Eğlence endüstrisiyle işbirliği
Hollywood başta olmak üzere dünya sineması, büyük markaların pazarlama iletişimi aracı haline geldi. Blockbuster olarak adlandırılan gişe filmlerine daha senaryo aşamasında markalar sponsor olmak için sıraya giriyorlar. Türkiye’deki pazarlama uygulamalarında sık rastlanmayan iki veya daha çok markanın ortaklaşa promosyon faaliyetinde bulunmalarını ifade eden ‘Tie-in’, ABD’de büyük markaların başvurduğu kârlı bir pazarlama iletişimi yolu. Eğlence unsuru ise yine başrolde kuşkusuz. Ürünler aynı şirketten olabildiği gibi (intra tie-in) farklı şirketlerden de olabiliyor (inter tie-in). Belki de bu işi en iyi kotaran, fast-food sektörüyle Hollywood iş birliği olmuştur. Örneğin McDonald’s şubelerinde genç ve çocuk hedef kitleye yönelik olarak hazırlanan yemek menüleri yıllardır Disney ve Pixar stüdyolarının vizyon filmlerindeki temalar ve karakterlerle ilişkilendiriliyor. Filme gelenlere indirimli McDonald’s kuponları verilirken, McDonald’s dükkanlarını ziyaret edenler filmin afişleri ve oyuncaklarıyla karşılaşıyorlar. Ayrıca Mattel, Toys’R’Us gibi oyuncak ve çizgi roman üreticileri de benzer projelerde yer alıyorlar. Tie-in uygulamasının temelinde kazan-kazan anlayışı var. İki farklı ürün gamındaki markanın ortak hedef kitleleri üzerinde daha etkin olabilmek için bağlantılı eğlence temaları üzerinden işbirliği yapmaları marka beğenisine ve satışlara önemli destek oluyor.
Eğlenceye yönelim artıyor
Spor etkinlikleri de eğlencenin içinde değerlendiriliyor. Sadece spor karşılaşmaları değil, sporcuların kendileri bile birer pazarlama iletişimi aracı. Merchandising ürünleri, ürün yerleştirme, bilgisayar/cep telefonu oyunları, pop müzik klipleri, konserler, festivaller, yarışmalar özellikle genç hedef kitlesi olan markalar için vazgeçilmez. Pazarlamanın zorunlu dili haline gelen ‘eğlence’ unsurunu artık hiçbir pazarlamacının göz ardı etmesi mümkün değil. Sektör basınına göre ABD’de 2005 yılında markaların, eğlence (entertainment) ile ilişkili pazarlama faaliyetlerinde %30 artış görüldü. Ford, P&G ve Coca-Cola gibi en büyük reklamverenlerin %63’ü eğlence odaklı pazarlamaya yöneldi. Türkiye’de de bu eğilimi görmek mümkün; Coca-Cola’nın düzenlediği Rock’n Coke Festivali önde gelen örneklerden. Ayrıca Turkcell’in geçtiğimiz günlerde eğlence endüstrisinin devlerinden Warner Bros ile imzaladığı içerik anlaşması da dikkat çekici.

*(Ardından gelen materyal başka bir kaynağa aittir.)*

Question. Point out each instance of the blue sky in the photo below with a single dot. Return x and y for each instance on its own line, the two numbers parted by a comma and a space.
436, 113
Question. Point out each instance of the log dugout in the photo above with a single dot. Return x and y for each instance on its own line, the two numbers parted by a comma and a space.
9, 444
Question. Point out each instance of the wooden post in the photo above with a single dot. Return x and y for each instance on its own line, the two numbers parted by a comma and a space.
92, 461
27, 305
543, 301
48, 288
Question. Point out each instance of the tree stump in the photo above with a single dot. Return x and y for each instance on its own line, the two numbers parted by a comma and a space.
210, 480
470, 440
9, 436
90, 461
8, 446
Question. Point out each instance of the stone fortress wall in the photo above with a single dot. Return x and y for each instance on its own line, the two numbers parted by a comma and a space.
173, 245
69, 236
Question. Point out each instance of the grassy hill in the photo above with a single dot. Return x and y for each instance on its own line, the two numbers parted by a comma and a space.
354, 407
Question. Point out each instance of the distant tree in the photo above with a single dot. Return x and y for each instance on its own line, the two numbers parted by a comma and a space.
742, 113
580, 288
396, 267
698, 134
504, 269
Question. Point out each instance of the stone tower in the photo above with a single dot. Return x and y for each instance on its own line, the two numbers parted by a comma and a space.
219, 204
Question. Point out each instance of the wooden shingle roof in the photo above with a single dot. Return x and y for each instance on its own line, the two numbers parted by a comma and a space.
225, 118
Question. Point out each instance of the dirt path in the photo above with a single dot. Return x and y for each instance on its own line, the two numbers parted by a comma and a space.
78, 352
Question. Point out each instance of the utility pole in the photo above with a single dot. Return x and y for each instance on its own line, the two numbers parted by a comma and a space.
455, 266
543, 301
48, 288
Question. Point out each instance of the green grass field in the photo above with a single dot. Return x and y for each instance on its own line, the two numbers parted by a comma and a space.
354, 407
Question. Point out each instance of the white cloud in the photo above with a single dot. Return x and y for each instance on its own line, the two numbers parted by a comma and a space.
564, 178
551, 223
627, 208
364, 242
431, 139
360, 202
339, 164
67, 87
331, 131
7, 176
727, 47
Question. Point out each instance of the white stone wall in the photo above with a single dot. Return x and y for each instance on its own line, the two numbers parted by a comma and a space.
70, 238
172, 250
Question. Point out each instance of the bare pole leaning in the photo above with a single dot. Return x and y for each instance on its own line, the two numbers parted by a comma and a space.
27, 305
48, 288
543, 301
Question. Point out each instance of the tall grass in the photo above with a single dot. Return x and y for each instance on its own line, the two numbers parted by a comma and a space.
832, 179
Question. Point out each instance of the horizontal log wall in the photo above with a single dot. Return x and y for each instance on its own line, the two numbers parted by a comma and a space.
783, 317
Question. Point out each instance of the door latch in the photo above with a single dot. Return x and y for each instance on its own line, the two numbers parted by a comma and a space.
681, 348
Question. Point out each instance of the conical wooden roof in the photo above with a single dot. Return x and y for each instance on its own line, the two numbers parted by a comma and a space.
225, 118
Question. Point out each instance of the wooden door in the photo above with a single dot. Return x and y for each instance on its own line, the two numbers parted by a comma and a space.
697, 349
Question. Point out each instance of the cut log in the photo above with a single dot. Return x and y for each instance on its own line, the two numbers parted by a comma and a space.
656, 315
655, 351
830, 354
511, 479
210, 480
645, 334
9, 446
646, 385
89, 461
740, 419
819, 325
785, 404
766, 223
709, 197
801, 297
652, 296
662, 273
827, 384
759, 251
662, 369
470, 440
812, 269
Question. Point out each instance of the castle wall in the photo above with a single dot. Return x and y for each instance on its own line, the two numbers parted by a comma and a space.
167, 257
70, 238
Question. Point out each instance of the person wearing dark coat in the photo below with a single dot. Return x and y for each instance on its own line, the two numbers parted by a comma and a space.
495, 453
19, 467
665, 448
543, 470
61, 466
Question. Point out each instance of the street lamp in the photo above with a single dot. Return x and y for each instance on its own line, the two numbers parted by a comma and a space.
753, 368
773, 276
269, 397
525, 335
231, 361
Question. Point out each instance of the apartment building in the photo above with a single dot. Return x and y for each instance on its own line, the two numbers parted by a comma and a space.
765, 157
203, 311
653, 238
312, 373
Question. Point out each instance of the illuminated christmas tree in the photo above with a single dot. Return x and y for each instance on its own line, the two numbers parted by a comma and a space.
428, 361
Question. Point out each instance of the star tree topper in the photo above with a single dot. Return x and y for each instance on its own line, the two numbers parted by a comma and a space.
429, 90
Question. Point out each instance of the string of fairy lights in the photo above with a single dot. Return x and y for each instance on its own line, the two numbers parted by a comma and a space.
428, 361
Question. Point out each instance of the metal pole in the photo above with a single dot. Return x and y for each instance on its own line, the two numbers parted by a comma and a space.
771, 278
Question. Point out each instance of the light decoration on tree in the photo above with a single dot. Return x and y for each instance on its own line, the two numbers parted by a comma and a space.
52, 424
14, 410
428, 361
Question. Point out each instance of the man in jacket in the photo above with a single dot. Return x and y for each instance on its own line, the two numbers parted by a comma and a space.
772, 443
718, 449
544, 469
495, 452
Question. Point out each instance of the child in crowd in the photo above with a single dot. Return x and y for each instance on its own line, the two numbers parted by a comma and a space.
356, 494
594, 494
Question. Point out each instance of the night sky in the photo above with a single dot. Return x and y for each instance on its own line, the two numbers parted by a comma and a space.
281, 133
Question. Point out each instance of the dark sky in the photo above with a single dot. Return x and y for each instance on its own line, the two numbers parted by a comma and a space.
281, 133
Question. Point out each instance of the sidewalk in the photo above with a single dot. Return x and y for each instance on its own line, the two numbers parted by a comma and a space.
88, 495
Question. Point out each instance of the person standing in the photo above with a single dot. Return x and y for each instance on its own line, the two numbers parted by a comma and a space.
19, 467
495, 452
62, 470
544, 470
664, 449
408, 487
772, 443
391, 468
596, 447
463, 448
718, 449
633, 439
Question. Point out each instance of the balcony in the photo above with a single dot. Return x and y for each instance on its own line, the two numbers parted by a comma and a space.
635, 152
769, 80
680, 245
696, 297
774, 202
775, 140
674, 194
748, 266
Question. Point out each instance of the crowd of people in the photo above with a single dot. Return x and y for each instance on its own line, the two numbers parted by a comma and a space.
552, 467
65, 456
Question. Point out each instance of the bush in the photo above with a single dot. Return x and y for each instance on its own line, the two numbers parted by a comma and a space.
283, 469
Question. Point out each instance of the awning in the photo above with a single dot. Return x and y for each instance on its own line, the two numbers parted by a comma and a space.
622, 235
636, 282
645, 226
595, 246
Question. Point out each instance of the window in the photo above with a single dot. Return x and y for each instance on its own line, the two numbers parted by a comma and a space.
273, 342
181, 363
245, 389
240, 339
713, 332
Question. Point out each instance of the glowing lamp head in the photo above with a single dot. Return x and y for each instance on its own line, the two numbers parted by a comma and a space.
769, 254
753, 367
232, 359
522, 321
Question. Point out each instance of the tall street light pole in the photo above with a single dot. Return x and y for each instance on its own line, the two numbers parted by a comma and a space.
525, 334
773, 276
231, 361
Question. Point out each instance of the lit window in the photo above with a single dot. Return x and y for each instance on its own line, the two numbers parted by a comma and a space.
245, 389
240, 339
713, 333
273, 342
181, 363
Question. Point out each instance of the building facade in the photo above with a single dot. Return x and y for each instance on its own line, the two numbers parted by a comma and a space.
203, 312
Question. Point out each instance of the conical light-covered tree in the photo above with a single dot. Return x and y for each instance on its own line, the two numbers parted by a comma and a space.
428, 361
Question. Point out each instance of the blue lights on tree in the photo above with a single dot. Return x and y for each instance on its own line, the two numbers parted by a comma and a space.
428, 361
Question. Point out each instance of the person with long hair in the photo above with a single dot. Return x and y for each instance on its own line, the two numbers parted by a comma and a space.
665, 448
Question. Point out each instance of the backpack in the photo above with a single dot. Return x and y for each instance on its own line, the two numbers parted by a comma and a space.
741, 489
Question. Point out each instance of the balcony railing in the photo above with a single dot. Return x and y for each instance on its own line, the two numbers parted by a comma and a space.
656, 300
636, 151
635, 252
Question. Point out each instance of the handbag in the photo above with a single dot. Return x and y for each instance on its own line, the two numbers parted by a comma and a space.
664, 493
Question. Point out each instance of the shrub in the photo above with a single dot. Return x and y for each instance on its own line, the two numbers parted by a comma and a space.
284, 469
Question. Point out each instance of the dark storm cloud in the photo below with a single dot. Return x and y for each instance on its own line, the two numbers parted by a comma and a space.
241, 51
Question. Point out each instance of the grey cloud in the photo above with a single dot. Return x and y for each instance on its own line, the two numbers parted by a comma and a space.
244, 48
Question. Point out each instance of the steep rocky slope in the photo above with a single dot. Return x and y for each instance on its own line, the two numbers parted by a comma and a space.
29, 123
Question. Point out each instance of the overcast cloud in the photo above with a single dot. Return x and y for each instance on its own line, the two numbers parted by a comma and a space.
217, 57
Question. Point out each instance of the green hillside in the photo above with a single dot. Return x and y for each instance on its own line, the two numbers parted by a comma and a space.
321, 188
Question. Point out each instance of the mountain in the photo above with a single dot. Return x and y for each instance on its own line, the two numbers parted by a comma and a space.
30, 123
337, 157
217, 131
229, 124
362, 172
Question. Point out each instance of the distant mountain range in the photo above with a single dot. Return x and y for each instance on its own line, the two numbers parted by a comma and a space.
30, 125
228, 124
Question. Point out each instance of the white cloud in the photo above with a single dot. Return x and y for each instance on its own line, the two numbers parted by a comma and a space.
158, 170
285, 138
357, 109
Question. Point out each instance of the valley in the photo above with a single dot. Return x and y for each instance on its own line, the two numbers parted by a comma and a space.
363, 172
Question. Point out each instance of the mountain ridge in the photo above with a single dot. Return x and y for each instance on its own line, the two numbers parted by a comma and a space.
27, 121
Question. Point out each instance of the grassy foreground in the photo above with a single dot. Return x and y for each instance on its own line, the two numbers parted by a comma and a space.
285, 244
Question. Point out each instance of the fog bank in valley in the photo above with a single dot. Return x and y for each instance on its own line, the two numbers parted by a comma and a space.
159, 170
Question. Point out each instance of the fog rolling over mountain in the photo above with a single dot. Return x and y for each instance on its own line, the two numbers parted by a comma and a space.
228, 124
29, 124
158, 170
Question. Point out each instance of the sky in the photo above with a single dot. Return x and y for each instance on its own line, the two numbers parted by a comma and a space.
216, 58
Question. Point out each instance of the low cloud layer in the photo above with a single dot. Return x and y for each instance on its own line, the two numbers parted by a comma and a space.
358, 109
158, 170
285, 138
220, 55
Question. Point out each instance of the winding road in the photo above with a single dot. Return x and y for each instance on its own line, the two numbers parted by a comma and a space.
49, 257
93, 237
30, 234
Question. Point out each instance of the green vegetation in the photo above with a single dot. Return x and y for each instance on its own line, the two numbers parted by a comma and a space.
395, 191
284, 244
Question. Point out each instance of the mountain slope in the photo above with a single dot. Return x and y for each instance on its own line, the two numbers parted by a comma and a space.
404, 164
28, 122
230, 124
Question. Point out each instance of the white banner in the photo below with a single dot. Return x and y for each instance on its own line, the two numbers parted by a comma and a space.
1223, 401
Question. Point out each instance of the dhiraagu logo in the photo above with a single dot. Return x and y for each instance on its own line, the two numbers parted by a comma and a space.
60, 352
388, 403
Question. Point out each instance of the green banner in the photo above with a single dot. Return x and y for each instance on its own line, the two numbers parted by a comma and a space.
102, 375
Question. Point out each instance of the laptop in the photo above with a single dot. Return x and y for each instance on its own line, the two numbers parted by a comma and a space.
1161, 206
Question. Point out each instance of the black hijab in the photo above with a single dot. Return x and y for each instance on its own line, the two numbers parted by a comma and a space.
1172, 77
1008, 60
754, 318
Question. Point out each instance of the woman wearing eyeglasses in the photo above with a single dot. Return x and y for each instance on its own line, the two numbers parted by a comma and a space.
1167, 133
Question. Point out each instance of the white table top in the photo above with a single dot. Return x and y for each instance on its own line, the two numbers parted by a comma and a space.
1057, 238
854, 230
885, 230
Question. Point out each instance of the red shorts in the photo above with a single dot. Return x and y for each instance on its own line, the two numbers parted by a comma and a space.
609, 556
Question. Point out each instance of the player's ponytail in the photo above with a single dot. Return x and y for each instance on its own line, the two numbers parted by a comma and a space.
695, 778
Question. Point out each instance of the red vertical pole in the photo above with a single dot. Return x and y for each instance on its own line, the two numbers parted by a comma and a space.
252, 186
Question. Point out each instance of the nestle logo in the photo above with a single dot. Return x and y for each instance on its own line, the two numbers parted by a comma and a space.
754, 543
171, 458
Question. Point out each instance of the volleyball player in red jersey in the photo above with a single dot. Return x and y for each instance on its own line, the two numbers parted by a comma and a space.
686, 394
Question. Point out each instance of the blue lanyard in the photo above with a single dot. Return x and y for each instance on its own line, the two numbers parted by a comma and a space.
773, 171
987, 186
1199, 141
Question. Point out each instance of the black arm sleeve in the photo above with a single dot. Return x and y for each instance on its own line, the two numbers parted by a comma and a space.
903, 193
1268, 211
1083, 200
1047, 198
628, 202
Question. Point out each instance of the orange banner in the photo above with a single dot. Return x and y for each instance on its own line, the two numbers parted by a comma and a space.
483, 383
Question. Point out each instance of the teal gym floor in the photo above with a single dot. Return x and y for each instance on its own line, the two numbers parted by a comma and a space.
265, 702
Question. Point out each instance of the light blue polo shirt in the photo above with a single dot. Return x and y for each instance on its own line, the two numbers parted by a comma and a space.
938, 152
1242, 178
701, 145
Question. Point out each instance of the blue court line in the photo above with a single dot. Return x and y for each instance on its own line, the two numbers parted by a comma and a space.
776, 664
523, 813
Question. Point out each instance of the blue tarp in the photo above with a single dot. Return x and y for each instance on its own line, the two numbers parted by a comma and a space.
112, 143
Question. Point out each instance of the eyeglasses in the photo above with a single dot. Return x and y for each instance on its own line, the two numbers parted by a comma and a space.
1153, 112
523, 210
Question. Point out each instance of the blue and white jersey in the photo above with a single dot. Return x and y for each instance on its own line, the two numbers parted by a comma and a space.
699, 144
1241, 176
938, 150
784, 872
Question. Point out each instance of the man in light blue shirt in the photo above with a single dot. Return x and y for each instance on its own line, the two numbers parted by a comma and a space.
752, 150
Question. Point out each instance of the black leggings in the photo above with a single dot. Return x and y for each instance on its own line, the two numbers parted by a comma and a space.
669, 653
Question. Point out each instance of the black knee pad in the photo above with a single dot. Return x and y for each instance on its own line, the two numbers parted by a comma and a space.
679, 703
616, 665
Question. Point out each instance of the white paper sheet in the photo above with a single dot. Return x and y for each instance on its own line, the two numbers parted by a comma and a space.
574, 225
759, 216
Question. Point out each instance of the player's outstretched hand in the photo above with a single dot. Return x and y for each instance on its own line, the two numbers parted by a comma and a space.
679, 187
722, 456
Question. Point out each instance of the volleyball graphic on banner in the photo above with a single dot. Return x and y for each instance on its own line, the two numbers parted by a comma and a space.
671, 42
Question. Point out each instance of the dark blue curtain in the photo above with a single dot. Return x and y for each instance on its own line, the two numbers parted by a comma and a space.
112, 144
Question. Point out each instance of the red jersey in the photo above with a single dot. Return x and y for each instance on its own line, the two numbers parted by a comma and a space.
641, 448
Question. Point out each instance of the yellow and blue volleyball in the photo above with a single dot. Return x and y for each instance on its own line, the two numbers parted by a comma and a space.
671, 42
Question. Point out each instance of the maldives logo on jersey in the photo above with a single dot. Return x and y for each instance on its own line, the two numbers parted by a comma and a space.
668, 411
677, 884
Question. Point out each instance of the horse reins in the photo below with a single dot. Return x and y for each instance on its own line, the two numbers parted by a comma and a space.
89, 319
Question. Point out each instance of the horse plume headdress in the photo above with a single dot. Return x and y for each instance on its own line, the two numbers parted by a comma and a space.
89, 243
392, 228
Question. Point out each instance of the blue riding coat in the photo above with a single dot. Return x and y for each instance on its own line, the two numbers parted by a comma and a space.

Eğlence unsuru iyi bir “pazarlama dönüştürücüsü” olsa da madalyonun bir de öbür yüzü var: Dozu iyi ayarlanmadığında istenmeyen sonuçlar ortaya çıkabilir. Neil Postman’ın 1985’te yazdığı Öldüren Eğlence Televizyon adlı ünlü kitabında “eğlenmekten gebereceğiz!” diye kıyasıya eleştirdiği televizyon kültürü, günümüzde interneti ve cep telefonunu da yanına alarak yoluna devam ediyor. Postman, okuma özürlü yeni kuşağa bir şeyler öğretmenin ancak hareketli resimlerle yüksek dozda ‘eğlence’ enjekte ederek mümkün olabildiğinden yakınır. Fakat, ticari pazarlamacının görevi tüketicileri daha fazla ‘okur-yazar’ yapmak ve kültürünü geliştirmek midir? Elbette hayır, öncelikle işi etik çerçevede ürünlerin satışına destek olmaktır. Eğlence de tüketicinin gönlüne giderken kullanılan taşıyıcı bir elementtir sadece. Her derde deva olduğu ise tartışılır. Zira markaların bu kadar eğlence odaklı olmasının sakıncaları da var. Eğlence pazarlaması çağından pazarlamanın kendisinin ‘eğlence’ olmaya başladığı bir çağa doğru giderken, Jean Baudrillard’ın 1981’de öne sürdüğü Simülasyon Teorisi’ndeki tehlikeye dikkat etmek gerekiyor. Eğlence yüklemesinin dozu arttıkça, tüketici zihninde markaların vaadinin de içi boşalmaya başlayabilir. Öyle ki eğlenceli taşıyıcılar kendilerine yüklenen işlevden, yani aracı konumdan çıkıp ‘bağımsız bir kendilik’ haline gelebilirler ki, bu da tüketicinin bir simülasyon evreninde, markaları orijinali olmayan, kendisi zaten kopya olan bir şeylerin kopyası olarak algılamaya itebilir ve tabii tüketicinin pazarlama faaliyetlerine duyarsız kalmasına yol açabilir.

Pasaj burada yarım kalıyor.